Carr v Canadian Northern Railway Co. (1907)

Action can be constituted as acceptance with the proper conditions.

Charlebois v. Baril, [1928] S.C.R. 88

Using the post to accept a hand-delivered offer is not proper acceptance as postal acceptance cannot be implied by the nature of the transaction and conduct of the parties

Cooke v Oxley, 1790.

There is no 'continuing offer' unless supported by consideration.

Crown v. Clarke, (1927) 40 CLR 227.

The intention of the offeree to consistently/unwaveringly desire a reward is necessary to be sufficiently 'aware' of the reward when giving the information to meet the condition of the reward. If the purpose of giving the information is for a purpose or goal that is not specifically to accept the reward, no contract is made and the reward cannot be claimed.

Dickinson v. Dodds, Court of Appeal, Chancery Division, 1876 (1876), 2 Ch. Div. 463

(1) An offer (unilateral or bilateral) can be revoked anytime before acceptance.

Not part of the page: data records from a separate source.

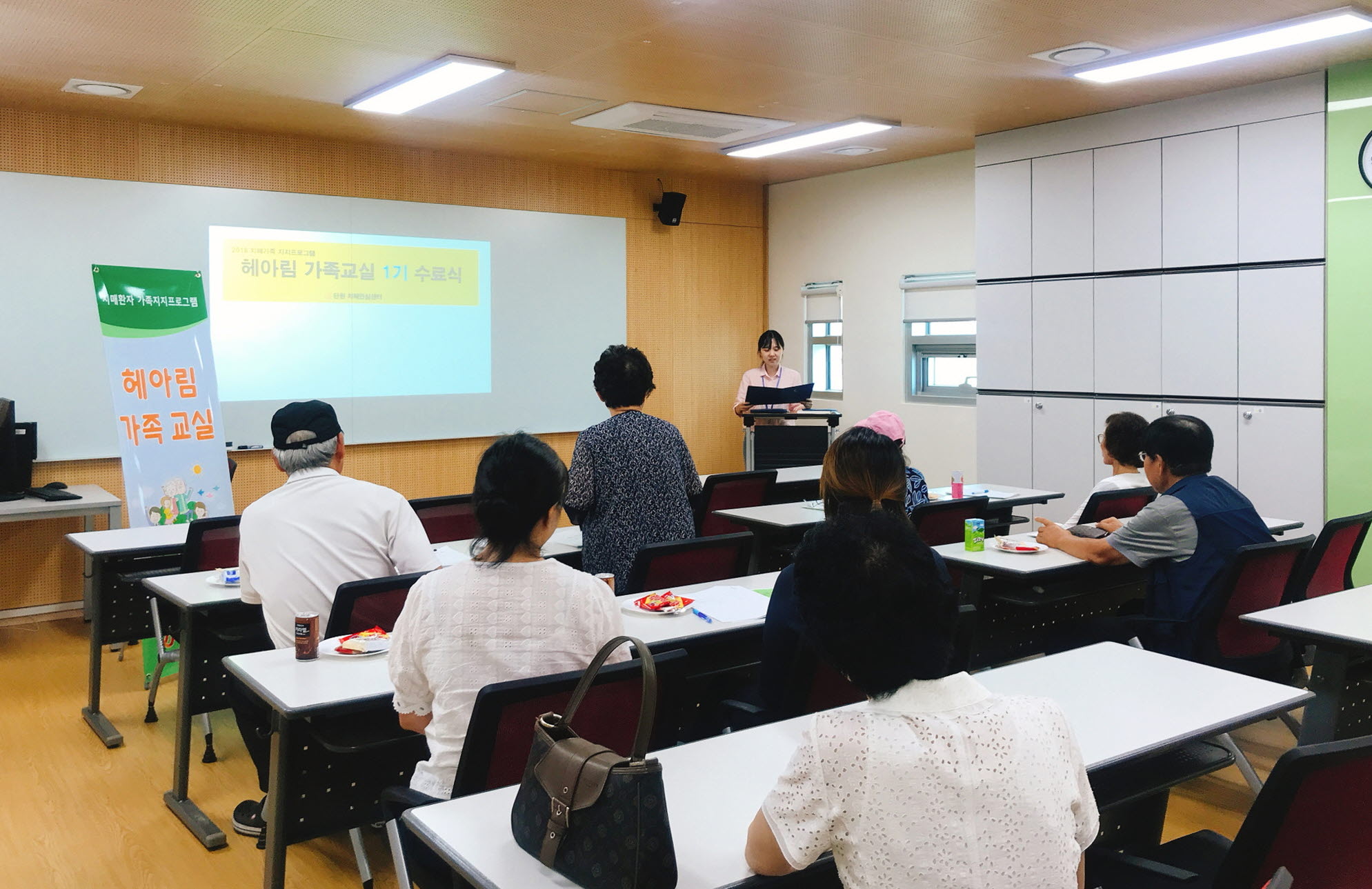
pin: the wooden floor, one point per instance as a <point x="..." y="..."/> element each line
<point x="77" y="815"/>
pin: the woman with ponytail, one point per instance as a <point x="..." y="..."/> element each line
<point x="865" y="471"/>
<point x="508" y="614"/>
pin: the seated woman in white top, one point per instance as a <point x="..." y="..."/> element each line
<point x="508" y="614"/>
<point x="936" y="782"/>
<point x="1120" y="446"/>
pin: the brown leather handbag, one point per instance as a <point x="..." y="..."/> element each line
<point x="590" y="814"/>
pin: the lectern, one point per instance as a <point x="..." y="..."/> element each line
<point x="800" y="442"/>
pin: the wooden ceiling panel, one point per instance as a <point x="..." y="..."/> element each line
<point x="608" y="18"/>
<point x="306" y="66"/>
<point x="115" y="40"/>
<point x="947" y="69"/>
<point x="434" y="32"/>
<point x="744" y="34"/>
<point x="679" y="77"/>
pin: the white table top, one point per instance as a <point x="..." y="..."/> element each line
<point x="1018" y="496"/>
<point x="1122" y="703"/>
<point x="129" y="539"/>
<point x="789" y="475"/>
<point x="1335" y="618"/>
<point x="657" y="629"/>
<point x="997" y="563"/>
<point x="192" y="590"/>
<point x="94" y="499"/>
<point x="775" y="515"/>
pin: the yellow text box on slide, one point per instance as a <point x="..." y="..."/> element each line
<point x="272" y="270"/>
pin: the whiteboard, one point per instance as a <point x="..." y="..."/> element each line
<point x="557" y="299"/>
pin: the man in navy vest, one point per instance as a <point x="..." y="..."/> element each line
<point x="1186" y="538"/>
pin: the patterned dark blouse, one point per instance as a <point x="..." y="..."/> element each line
<point x="633" y="478"/>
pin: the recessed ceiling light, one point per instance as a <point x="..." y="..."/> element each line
<point x="1290" y="33"/>
<point x="853" y="151"/>
<point x="439" y="79"/>
<point x="818" y="136"/>
<point x="1080" y="52"/>
<point x="101" y="88"/>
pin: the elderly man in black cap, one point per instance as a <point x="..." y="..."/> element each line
<point x="304" y="539"/>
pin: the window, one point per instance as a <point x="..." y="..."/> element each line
<point x="826" y="356"/>
<point x="825" y="337"/>
<point x="943" y="360"/>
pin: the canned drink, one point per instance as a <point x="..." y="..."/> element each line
<point x="975" y="535"/>
<point x="306" y="635"/>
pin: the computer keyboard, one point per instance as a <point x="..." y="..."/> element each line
<point x="51" y="495"/>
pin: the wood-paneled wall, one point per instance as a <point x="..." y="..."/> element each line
<point x="696" y="292"/>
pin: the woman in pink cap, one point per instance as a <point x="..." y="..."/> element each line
<point x="888" y="424"/>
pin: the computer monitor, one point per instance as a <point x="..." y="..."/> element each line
<point x="17" y="453"/>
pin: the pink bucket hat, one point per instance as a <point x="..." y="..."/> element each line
<point x="888" y="424"/>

(2) An Offeror cannot revoke a unilateral contract after the Offeree has commenced performance or before the offeree completes performance.

(3) The acceptance was insufficiently valid to establish a contract between the parties.

Dominion Building Corp Ltd vThe King [1933] AC 533

No, it may be waived in the offer by specifying another means of acceptance.

Felthouse v Bindley (1862) EWHC CP J 35.

No, while there's a third party involved, the agreement of both parties is insufficient, an unequivocal action is required.

Holwell Securities Ltd. v Hughes, [1974] 1 WLR 155, [1974] 1 All ER 161

The postal rule does not apply in situations where a notification of acceptance has been specified.

Petterson v Pattberg, (1928) 22 Ill.248 N.Y. 86, 161 N.E. 428.

Defendant’s letter constituted an offer to enter into a unilateral contract.

An offer to enter into a unilateral contract may be revoked at any time prior to acceptance.

Saint John Tug Boat Co. Ltd. v Irving Refining Ltd., [1964] SCR 614, 49 MPR 284, 46 DLR (2d) 1

Silence can constitute acceptance when combined with conduct.

If a party allows another party to work for them under such circumstances that no reasonable person would suppose that the work was being done for nothing, then the first party will be liable to pay for it - the doing of the work is the offer; the permission to do it, or the acquiescence in its being done, is the acceptance.

Williams v. Carwardine, [1833] EWHC KB J44.

There can be a contract with any person who performed the necessary condition(s) in a advertisement.

All that was necessary to fulfill the contract was that she knew of the reward before giving the information (even if her only motive to give the information was for the reward).